At least the Bank’s new Financial Stability Report recognises the central role of ETFs in the current market structure, and lays out a number of areas where regulators should be on guard.
Most importantly, it reminds the industry that it is being watched. And let’s be honest: the ETF industry could occasionally do with some watching.
The specialist in your blog cites the example of ETF Securities’ AIG-backed ETCs, which almost imploded during the financial crisis. That could have been a real black eye for the industry, and it occurred because those exchange-traded commodities were not soundly structured.
ETF Securities still offers a handful of uncollateralised ETCs: several of its oil-based products are backed by the credit of a single company, Royal Dutch Shell. While ETF Securities is very up-front about this – its fact sheet notes: “In the event Shell were to go bankrupt, the ETFs would become an unsecured credit of Shell” – you have to wonder if most investors truly understand the credit risk they are taking.
Would a new issuer now structure an ETC in that way? After Lehman (or, to focus on the energy patch, BP), probably not. And if they did structure it with unsecured credit exposure, they would call it an exchange-traded note.
The ETF Securities ETCs are water under the bridge; they are what they are, and they were designed prior to the financial crisis.
The problem for regulators is that the industry has left them behind. Yes, we do need regulators, but – more importantly – we need good, well-informed, up-to-date regulators.
Take the Bank of England report. Writing about leveraged funds, for example, the authors note that the funds accounted “for around 20% of daily turnover according to contacts” [emphasis added].
According to contacts? That wouldn’t pass muster in most news rooms, and that’s the best the mighty Bank of England can do regarding trading volume?
If regulators really want to catch up and do some good in the ETF space today, they should start with some basic fundamentals, like transparency.
In your blog, Paul, you cite Eddy Wymeersch, chairman of the Committee of European Securities Regulators (CESR), calling for more transparency in ETFs. But the way he calls for that transparency is toothless. You paraphrase Wymeersch as saying it is “the industry’s responsibility to improve transparency, rather than the regulator’s to impose rules.”
Are you kidding me? Haven’t we learned anything from the past few years?

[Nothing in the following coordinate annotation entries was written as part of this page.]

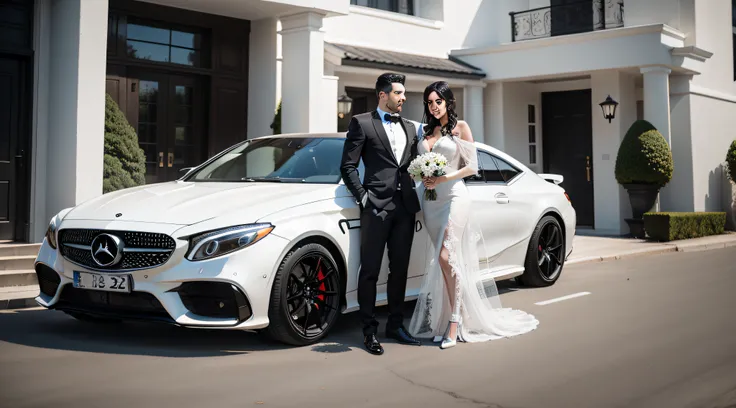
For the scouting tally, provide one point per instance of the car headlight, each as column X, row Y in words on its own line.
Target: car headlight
column 51, row 233
column 220, row 242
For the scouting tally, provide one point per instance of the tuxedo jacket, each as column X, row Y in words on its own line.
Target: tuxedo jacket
column 384, row 173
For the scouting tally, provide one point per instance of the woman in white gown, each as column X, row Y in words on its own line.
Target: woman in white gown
column 455, row 302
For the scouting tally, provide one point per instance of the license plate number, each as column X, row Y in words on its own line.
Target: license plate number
column 96, row 281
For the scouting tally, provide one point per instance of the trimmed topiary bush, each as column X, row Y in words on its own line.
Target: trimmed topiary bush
column 731, row 162
column 670, row 226
column 276, row 124
column 124, row 162
column 644, row 157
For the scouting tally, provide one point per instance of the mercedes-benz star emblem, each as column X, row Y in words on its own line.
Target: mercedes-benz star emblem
column 107, row 249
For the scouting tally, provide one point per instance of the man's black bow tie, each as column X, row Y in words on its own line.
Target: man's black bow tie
column 391, row 118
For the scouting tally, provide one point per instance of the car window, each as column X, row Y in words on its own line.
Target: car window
column 507, row 171
column 303, row 160
column 488, row 169
column 477, row 177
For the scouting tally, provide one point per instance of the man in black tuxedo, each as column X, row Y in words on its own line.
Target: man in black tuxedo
column 388, row 203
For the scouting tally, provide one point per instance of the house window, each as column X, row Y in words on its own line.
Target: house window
column 532, row 126
column 396, row 6
column 153, row 42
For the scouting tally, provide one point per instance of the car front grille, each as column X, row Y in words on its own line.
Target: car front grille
column 142, row 250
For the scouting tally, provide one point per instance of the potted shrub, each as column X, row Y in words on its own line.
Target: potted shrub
column 643, row 166
column 731, row 172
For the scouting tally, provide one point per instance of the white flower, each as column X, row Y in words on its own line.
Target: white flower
column 428, row 165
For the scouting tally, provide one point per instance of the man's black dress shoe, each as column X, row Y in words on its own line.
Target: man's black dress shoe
column 372, row 345
column 402, row 336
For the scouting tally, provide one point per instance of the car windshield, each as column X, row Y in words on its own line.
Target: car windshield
column 282, row 160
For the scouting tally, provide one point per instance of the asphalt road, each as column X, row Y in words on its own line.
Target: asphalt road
column 652, row 331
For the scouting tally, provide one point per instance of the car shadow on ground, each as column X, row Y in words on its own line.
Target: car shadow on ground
column 55, row 330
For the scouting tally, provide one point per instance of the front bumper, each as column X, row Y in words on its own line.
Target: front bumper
column 230, row 292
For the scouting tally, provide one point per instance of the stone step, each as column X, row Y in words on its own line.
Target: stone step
column 17, row 263
column 18, row 278
column 19, row 249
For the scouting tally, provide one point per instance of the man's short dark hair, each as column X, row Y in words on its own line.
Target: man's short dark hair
column 385, row 81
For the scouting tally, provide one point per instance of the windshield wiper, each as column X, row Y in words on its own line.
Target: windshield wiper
column 274, row 179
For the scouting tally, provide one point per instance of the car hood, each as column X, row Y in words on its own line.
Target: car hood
column 187, row 203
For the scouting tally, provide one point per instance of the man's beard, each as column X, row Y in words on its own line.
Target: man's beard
column 394, row 108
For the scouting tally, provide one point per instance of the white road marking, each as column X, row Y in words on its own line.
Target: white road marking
column 560, row 299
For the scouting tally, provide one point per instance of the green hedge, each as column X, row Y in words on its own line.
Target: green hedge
column 644, row 157
column 731, row 162
column 670, row 226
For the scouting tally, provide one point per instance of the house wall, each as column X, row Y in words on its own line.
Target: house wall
column 677, row 14
column 710, row 99
column 442, row 26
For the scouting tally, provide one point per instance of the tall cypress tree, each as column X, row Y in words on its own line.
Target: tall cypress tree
column 125, row 161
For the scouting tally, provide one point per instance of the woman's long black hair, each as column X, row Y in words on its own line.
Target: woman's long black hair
column 445, row 93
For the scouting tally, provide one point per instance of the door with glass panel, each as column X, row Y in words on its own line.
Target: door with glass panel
column 169, row 122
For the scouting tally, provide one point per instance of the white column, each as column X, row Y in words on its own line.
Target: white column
column 473, row 109
column 262, row 76
column 76, row 102
column 657, row 112
column 657, row 99
column 493, row 109
column 611, row 200
column 302, row 75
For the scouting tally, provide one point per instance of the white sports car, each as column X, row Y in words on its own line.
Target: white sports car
column 265, row 236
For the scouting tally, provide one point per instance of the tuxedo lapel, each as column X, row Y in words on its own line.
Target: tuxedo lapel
column 382, row 136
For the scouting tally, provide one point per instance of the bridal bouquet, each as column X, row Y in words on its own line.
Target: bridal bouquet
column 428, row 165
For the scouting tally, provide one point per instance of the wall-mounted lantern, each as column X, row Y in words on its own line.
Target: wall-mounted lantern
column 609, row 108
column 344, row 105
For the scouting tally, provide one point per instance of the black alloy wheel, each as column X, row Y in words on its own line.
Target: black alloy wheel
column 545, row 255
column 305, row 299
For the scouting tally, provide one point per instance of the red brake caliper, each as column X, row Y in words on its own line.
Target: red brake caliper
column 320, row 276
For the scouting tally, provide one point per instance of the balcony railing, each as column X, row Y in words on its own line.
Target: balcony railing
column 572, row 18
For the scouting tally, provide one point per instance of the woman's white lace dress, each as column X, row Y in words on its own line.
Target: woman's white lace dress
column 479, row 308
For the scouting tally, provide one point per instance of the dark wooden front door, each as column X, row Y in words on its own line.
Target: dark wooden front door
column 567, row 131
column 12, row 151
column 571, row 16
column 168, row 113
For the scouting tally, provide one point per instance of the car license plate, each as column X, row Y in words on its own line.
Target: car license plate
column 108, row 283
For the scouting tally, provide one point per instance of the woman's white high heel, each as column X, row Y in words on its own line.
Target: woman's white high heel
column 446, row 341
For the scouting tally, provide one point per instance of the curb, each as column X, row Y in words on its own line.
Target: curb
column 689, row 247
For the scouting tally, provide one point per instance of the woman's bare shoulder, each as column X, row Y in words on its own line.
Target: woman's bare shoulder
column 463, row 130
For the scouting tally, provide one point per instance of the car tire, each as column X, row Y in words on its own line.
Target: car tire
column 545, row 256
column 316, row 295
column 84, row 317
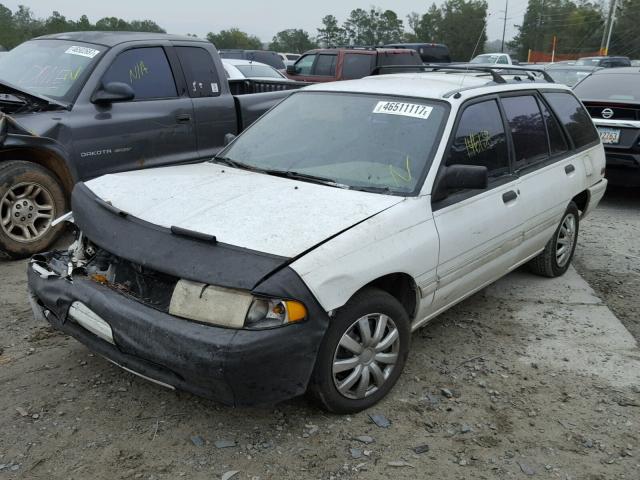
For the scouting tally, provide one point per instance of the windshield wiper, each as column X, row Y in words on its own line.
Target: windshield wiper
column 373, row 189
column 232, row 163
column 305, row 177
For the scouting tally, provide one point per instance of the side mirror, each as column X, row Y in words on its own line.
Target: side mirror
column 114, row 92
column 458, row 177
column 228, row 138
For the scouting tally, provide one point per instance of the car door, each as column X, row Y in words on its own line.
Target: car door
column 214, row 107
column 552, row 164
column 479, row 230
column 155, row 128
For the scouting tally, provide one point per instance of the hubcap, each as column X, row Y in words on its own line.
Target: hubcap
column 366, row 356
column 26, row 212
column 566, row 239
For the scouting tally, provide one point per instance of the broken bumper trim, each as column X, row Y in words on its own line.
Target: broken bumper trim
column 235, row 367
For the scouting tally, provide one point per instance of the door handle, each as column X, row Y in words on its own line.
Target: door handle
column 509, row 196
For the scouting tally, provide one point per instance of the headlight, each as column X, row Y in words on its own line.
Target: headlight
column 232, row 308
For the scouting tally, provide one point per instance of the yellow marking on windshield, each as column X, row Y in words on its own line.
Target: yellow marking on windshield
column 395, row 174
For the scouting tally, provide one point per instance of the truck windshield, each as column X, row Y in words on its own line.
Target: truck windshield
column 365, row 142
column 48, row 67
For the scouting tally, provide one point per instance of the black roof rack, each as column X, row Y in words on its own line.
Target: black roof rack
column 494, row 71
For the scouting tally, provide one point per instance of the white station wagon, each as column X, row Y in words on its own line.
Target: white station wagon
column 282, row 267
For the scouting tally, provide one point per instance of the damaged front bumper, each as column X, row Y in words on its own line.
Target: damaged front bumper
column 234, row 366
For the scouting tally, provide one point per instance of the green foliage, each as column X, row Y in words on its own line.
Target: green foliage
column 577, row 26
column 21, row 25
column 625, row 39
column 331, row 34
column 234, row 38
column 292, row 41
column 374, row 27
column 460, row 24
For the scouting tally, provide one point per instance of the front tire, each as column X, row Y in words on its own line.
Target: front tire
column 31, row 197
column 558, row 253
column 362, row 354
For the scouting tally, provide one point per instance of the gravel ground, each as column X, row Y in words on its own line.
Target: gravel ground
column 608, row 254
column 530, row 378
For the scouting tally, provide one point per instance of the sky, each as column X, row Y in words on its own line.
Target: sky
column 257, row 17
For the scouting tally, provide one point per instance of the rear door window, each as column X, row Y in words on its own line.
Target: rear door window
column 147, row 70
column 325, row 66
column 574, row 117
column 356, row 66
column 200, row 72
column 480, row 139
column 304, row 65
column 527, row 129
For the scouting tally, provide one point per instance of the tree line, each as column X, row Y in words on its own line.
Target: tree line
column 577, row 26
column 21, row 25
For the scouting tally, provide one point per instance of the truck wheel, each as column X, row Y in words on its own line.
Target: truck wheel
column 556, row 256
column 363, row 353
column 31, row 197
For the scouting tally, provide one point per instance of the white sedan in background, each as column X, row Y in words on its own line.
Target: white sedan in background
column 241, row 69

Step one in sound regulation would be to get trading data into the open, so that everyone can see how ETFs trade, what the spreads are, and whether investors are getting pushed around by unsound prices. I know efforts are being made in that direction with Mifid II, but they should be hammered out and fast-tracked as quickly as possible.
Step two would be to force complete disclosure of counterparty risk, fund tracking performance and fund holdings on a day-to-day basis.
Step three…well, we can get to step three later.